= PTS Lactose-N,N'-Diacetylchitobiose Family =

The PTS Lactose-N,N’-Diacetylchitobiose (Lac) Family (TC# 4.A.3) includes several sequenced lactose porters of Gram-positive bacteria, as well as the Escherichia coli and Borrelia burgdorferi N,N'-diacetylchitobiose (Chb) porters. It is part of the PTS-GFL superfamily. The former can transport aromatic β-glucosides and cellobiose, as well as Chb. However, only Chb induces expression of the chb operon.

== Structure ==
While the Lac porters consist of two polypeptide chains (IIA and IICB), the Chb porters of E. coli and B. burgdorferi consist of three (IIA, IIB and IIC). In E. coli, the IIA^{Chb} protein has been shown to form a stable dimer both when phosphorylated and when unphosphorylated. The IIC domains of these permeases are believed to have a uniform topology with 8 TMSs.

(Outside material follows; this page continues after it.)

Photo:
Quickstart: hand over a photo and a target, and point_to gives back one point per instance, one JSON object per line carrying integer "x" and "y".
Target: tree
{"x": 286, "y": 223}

=== Lac porters in E. coli ===
In E. coli, the IIB^{Chb} is a monomer. Two IIB^{Chb} monomers associate with the IIA^{Chb} dimer. The structure of the IIB domain of the Chb porter has been determined both by NMR and by X-ray crystallography. It exhibits an α/β doubly wound superfold. This is different from the structure of the IIB^{Glc} and IIB^{Man}domains. IIB^{Sgc}, believed to function in pentose transport, is homologous to IIB^{Lac} and IIB^{Chb}. In Bacillus cereus, the crystal structure of the Chb protein is known. The IIC domains of members of the Lac family are all more similar to each other than they are to those of the Glc, Bgl, Fru and Mtl families.